Cy couldn’t conceive of Amy choosing, even subconsciously, to be deaf rather than hear what she heard in that house, but he had no idea what it was like to be five and so mercilessly threatened. Takamura believed she had chosen it, if his q
uestion meant anything, but the possibility stretched Cy’s personal credulity.
Like splitting one arrow with another.
But what he saw clearly was that Amy was being asked yet again to accept a lie in place of the truth. To believe that the evidence proved no harm, no foul. Her father was a man who accepted or rejected evidence on its fundamental merits, and he was already predisposed to disbelieve his brother could have committed so heinous an act as murder on his behalf.
Therefore, Amy must be wrong.
If Takamura was right, she had defended against the lies at the unimaginable expense of her hearing. Again, the evidence proved there was no physical basis for her to have gone so utterly, stone-cold deaf, but the truth still hinged on what Amy knew as a five-year-old child.
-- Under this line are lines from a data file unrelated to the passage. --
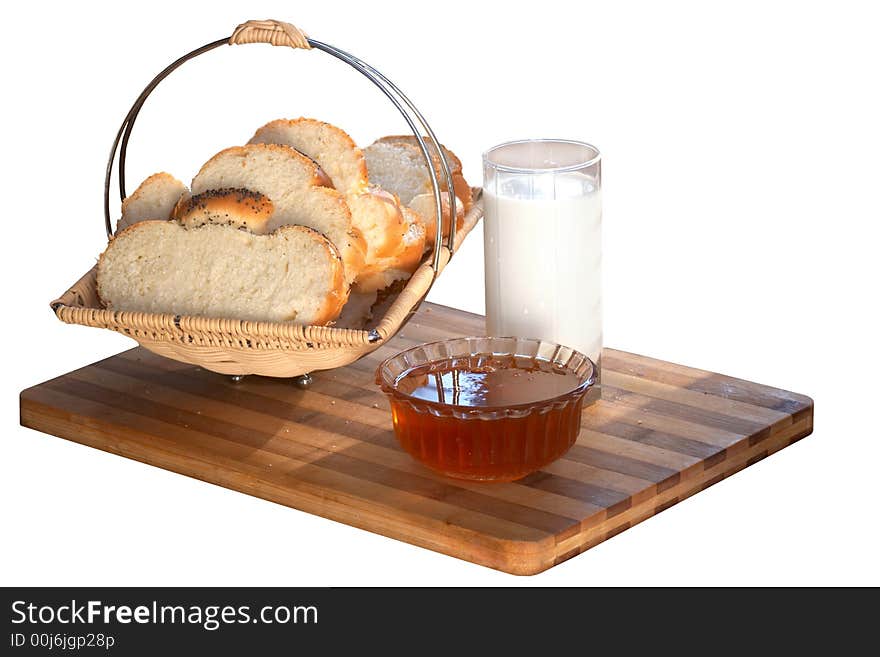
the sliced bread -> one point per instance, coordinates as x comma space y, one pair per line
331, 147
400, 267
294, 274
155, 198
404, 151
293, 184
426, 210
374, 212
240, 208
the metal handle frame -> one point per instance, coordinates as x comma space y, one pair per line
413, 117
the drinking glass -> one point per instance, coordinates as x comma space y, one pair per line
543, 248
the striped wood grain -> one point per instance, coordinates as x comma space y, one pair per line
659, 433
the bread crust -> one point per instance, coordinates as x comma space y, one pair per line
459, 185
241, 208
311, 137
147, 187
243, 152
339, 289
328, 310
350, 242
424, 208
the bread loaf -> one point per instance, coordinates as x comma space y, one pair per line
240, 208
293, 183
155, 198
374, 212
294, 274
426, 210
400, 267
396, 163
459, 184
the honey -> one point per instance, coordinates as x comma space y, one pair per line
487, 417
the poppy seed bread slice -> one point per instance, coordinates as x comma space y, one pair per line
240, 208
293, 183
153, 199
294, 274
374, 212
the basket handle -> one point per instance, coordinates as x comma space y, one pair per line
275, 33
278, 33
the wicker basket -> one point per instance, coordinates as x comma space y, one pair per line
280, 349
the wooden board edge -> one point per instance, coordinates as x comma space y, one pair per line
515, 557
600, 533
509, 556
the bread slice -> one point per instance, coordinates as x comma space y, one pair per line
240, 208
400, 267
426, 210
331, 147
294, 274
408, 151
357, 311
374, 212
292, 182
153, 199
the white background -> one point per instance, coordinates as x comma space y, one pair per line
741, 166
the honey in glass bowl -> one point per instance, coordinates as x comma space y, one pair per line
490, 409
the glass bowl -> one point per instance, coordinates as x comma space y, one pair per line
487, 442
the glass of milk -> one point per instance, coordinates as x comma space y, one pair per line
543, 249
THEY DEPLANED into the B terminal at DIA at 6:45 p.m. A heavyset woman well into her thirties walked right up to Amy, and the two of them embraced.
Amy introduced her to Cy as Jessie Verdell, her assistant and translator at Sykes & Bladestone, and her friend. “Jess,” she signed, “is something wrong?”
Jessie nodded. “Your renovation was vandalized sometime last night. Nothing too serious, but the police called the office and left a message. The back door had been forced open and a lot of obnoxious graffiti was spray-painted on the walls.”
Cy grimaced. “Did they catch whoever did it?”
“No. The neighbors spotted the back screen door hanging open this morning. Anyway, I had one of our runners take your car over a couple of hours ago. I thought if your brother wasn’t here to pick you up and Mr. McQuaid didn’t mind, I’d drive you into town and—”
“Her brother,” Cy interrupted. “Why would he pick her up?”
Jessie looked uncertain. “Didn’t he reach you at your father’s place?”
“No.” Amy sent Cy an irritable look about letting her ask her own questions. “I don’t understand.”
Jessie described Brent’s call to their office the day before. “I had the impression he wanted to talk to you—that he’d be here to meet you, but then this thing came up with your renovation and I thought you’d want to know right away. The police want to talk to you ASAP also. They’re meeting us at the house at eight o’clock, and the new locks should already be installed. A triple bolt, I told them.”